Były prezydent, pytany o wpis na Facebooku, w którym proponował, by aresztować 15 osób, "w tym polityka (o. Tadeusza) Rydzyka" w celu uniknięcia wojny domowej w Polsce, odpowiada, że: "czym lepsze przygotowanie personalne, tym mniejsze straty, więc trzeba się zastanowić, kogo zamknąć". Na uwagę, że nie jest to demokratyczna forma walki z przeciwnikami politycznymi Wałęsa odpowiada: - Teraz wszystkie demokratyczne zasady zostały złamane.
- Może dojść do tego, że bronić demokracji trzeba będzie drogą niedemokratyczną. Chcę, żebyśmy zrobili referendum, żebyśmy zebrali więcej podpisów, niż było głosów oddanych na PiS, żebyśmy powiedzieli całemu światu, jakiej Polski chcemy - podkreśla były prezydent.

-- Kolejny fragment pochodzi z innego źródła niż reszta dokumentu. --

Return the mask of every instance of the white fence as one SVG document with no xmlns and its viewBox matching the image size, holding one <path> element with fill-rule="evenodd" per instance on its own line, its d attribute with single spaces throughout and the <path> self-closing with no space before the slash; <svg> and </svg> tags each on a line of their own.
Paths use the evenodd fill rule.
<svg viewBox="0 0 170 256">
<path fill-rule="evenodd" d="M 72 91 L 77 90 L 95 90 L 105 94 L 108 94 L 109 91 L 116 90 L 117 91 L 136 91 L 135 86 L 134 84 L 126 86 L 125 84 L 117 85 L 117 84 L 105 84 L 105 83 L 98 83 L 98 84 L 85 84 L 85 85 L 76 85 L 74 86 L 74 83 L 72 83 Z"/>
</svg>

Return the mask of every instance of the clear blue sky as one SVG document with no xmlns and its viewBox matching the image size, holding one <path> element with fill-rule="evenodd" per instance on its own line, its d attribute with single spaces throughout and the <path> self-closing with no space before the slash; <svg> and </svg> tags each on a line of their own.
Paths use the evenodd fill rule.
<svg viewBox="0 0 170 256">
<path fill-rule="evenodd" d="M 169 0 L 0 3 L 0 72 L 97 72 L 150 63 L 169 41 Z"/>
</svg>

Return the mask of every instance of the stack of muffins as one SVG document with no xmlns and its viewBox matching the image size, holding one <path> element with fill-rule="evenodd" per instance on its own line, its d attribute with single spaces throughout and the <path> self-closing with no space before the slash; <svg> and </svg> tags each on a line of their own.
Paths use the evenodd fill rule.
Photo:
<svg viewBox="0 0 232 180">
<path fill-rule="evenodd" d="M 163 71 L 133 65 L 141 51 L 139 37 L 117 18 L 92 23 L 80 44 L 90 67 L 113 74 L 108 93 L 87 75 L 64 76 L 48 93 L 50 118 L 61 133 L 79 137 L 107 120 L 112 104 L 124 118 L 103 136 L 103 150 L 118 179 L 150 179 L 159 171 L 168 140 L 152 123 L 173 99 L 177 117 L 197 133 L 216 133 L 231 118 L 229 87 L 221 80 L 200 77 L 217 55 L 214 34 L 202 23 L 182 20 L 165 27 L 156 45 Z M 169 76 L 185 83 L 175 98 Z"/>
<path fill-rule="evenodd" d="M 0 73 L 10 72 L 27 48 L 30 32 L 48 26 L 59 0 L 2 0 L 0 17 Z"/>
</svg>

Wałęsa zauważa jednocześnie obecną słabość opozycji stwierdzając, że "dzisiaj nie ma komu oddać zwycięstwa".
- Platformy Obywatelskiej ludzie dość daleko nie lubią, a to przecież jedyna partia, która ma zaplecze. Inne partie są raczej kanapowe, bez struktur, bez ludzi, a więc nie da się nimi rządzić. Pokona się PiS i co dalej - zastanawia się.